Santos, a veteran and an immigrant — he came with his family as a child from Portugal — says the Trump administration has improved the country’s mood. “There’s a substantive hope. People are finding work. Companies are hiring. We see economic prosperity, finally, after too many years of a stagnant economy. In general, Americans are again proud of their country because we have a president that speaks highly of veterans, of the American potential and in what makes America great.”
Santos considers himself “the success story that so many from abroad want to experience” but only if, he says, they enter the country “the legal way.” He advocates for low taxes, a border wall, Second Amendment rights and repeal of the Affordable Care Act.
Santos claims that Hayes “doesn’t run on issues. She runs on emotions and identity politics. I use my background and so-called identity politics for my campaign to bolster my policy stance and my qualifications. Hayes uses it in front of all of that because that’s what she’s known for.”
According to Santos, for Republicans, there is “a better chance of winning” in the fifth district because it “leans more conservative” than other parts of the state.
Winning over unaffiliated voters is a key strategy in what has been called an unpredictable district, where over 40 percent of the electorate is unaffiliated.
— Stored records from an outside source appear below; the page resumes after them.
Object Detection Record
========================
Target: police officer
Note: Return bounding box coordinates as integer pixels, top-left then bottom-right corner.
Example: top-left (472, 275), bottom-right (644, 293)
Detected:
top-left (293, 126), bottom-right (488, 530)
“The fifth district is a very independently-minded district,” said Curran, of the Waterbury Democratic Town Committee. “[Voters] don’t necessarily follow national trends.”
While Democrats have vowed a blue wave, especially in the House of Representatives, the fifth district stands to be one of most competitive races this midterm election. Before 2006, the district, which covers the hill towns, farms, and suburbs of the state’s northwest corner, was traditionally represented by Republicans until Chris Murphy beat GOP moderate Nancy Johnson. And in the 2016 election, Hillary Clinton carried the district by a narrow margin of 4.1 points.
“This district covers the full spectrum,” said Hayes. “It’s like a microcosm of the entire country. You can’t take anything for granted in this district because it could go either way.”
Curran refers to the 2010 midterm elections as an example of fifth district unpredictability. “In 2010, the big tea party year, Democrats lost a lot of seats across the country, and on paper, the fifth district should have been one of those seats. [Instead] they reelected Chris Murphy that year.”
“They don’t call it the ‘fighting fifth’ for no reason,” added Curran.
The House seat was originally targeted by the National Republican Congressional Committee (NRCC). Democrats have never nominated a person of color in the Fifth Congressional District, whose population is 79 percent white. Republican Gary Franks was elected to the seat in 1990, becoming Connecticut’s first African-American congressman. If Hayes wins she would most likely join Ayanna Pressley of Massachusetts (who is running unopposed) as the first black women in Congress from New England states.
“There is a connection happening that is beyond race, beyond any kind of claim of identity politics,” said Curran. “She just happens to be a qualified person running for Congress who is African-American. She’s not qualified because she is African-American.”
Leslie Blatteau, a New Haven teacher and mother who drove to Meriden last weekend to attend a Hayes campaign rally, agreed but saw the importance of Hayes’s identity in this election. “We’re past the point of needing more people of color and women of color at the federal level,” said Blatteau. “There’s a sense of hope when you’re seeing people like Jahana and Ayana [Pressley] running and winning.”
“I’m a history teacher,” Hayes said at her campaign rally in Meriden. “And what history has taught me is that it is moments like this, where people feel empty, where everyday people step up and we’re so much better on the other side. I am so excited about the possibility of who we are about to be.”